A natural language processing toolkit based on the flexi-dict data structure, designed for efficient fuzzy search, with a focus on simplicity, performance, and flexibility.

Table of Contents

  1. Tools
  2. Installation
  3. Demo
  4. License

Tools

Numeral Converter

Overview

Numeral Converter is a Python library that provides functionality to convert numbers to text and vice versa, supporting multiple languages. It also allows the processing of numbers in text with support for grammatical cases, gender, and pluralization. Additionally, it can detect and convert numbers embedded in sentences into their numerical equivalents.

Core Functions

get_available_languages()

Retrieves a list of languages supported by the numeral converter.

  • Returns:

    • A list of language codes (e.g., ['uk', 'en', 'ru']).
  • Example:

from numeral_converter import get_available_languages

print(get_available_languages())  # Output: ['uk', 'en', 'ru']

get_max_order(lang)

Returns the maximum numerical order supported for a specific language.

  • Parameters:

    • lang (str): The language code (e.g., 'en', 'uk', 'ru').
  • Returns:

    • The maximum numerical order as an integer.
  • Example:

from numeral_converter import get_max_order

print(get_max_order('en'))  # Output: 47
print(get_max_order('uk'))  # Output: 65

numeral2int(numeral, lang)

Converts a numeral in text form into its integer representation.

  • Parameters:

    • numeral (str): The numeral string (e.g., 'one', 'одного').
    • lang (str): The language code (e.g., 'en', 'uk', 'ru').
  • Returns:

    • An integer representing the value of the numeral.
  • Example:

from numeral_converter import numeral2int

print(numeral2int('one', 'en')) # Output: 1
print(numeral2int('одного', 'ru')) # Output: 1
print(numeral2int('тисячний', 'uk')) # Output: 1000

int2numeral(value, lang, num_class=None, gender=None, case=None, number=None)

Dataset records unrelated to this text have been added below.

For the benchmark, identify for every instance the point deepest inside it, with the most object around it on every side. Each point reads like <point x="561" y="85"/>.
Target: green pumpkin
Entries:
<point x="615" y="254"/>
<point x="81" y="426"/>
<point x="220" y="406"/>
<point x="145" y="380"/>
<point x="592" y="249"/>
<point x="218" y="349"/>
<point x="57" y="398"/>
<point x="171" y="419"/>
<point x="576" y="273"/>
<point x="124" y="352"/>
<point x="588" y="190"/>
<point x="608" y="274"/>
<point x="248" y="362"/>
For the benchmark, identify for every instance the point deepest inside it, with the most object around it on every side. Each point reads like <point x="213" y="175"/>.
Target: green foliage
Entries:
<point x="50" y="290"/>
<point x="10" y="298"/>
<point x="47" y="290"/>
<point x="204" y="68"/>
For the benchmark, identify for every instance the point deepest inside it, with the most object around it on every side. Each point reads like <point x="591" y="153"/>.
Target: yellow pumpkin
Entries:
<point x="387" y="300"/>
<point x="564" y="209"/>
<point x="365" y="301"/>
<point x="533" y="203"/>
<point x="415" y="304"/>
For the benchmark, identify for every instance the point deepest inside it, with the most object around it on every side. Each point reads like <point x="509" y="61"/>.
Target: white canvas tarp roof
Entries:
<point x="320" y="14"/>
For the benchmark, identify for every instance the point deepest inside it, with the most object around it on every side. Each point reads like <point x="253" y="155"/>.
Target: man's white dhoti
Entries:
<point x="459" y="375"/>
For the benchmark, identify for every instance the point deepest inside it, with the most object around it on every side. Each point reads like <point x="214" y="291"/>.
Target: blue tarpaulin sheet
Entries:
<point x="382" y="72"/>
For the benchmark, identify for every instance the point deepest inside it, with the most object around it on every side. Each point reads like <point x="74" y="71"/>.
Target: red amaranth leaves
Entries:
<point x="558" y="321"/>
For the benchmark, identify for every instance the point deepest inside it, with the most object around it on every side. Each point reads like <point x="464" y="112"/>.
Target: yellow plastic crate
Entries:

Converts an integer into its textual representation.

  • Parameters:

    • value (int): The numerical value to convert.
    • lang (str): The language code.
    • num_class (NumClass, optional): Specifies the numeral class (CARDINAL or ORDINAL).
    • gender (Gender, optional): Specifies the grammatical gender (MASCULINE, FEMININE, NEUTER).
    • case (Case, optional): Specifies the grammatical case (NOMINATIVE, GENITIVE, etc.).
    • number (Number, optional): Specifies singular or plural (SINGULAR, PLURAL).
  • Returns:

    • A string representing the numeral in text form.
  • Example:

from numeral_converter import int2numeral

print(int2numeral(
    2023, 
    lang="uk", 
    num_class='ORDINAL', 
    number='SINGULAR')
# Output: "дві тисячі двадцять третій"

convert_numerical_in_text(text, lang, **kwargs)

Detects numbers in a string and converts them into their numerical representation.

  • Parameters:

    • text (str): The input text containing numerical values.
    • lang (str): The language code.
  • Returns:

    • A string with detected numbers converted to numerical form.
  • Example:

from numeral_converter import convert_numerical_in_text
text = (
    "After twenty, numbers such as twenty-five and fifty follow. "
    "For example thirty-three is thirty plus three."
)
result = convert_numerical_in_text(text, lang="en")
print(result)
# Output: "After 20, numbers such as 25 and 50 follow. "
#         "For example 33 is 30 plus 3." 

Supported Languages

  • English (en)
  • Ukrainian (uk)
  • Russian (ru)

Lite Search

Overview

Lite Search designed for efficient fuzzy searching and indexing of text data. It enables you to build a search index from textual data and perform approximate matches on queries, supporting optional transliteration for non-Latin scripts. The library is lightweight and ideal for scenarios where quick, non-exact text matching is required.

Core Functions

build_search_index(data, transliterate_latin=False)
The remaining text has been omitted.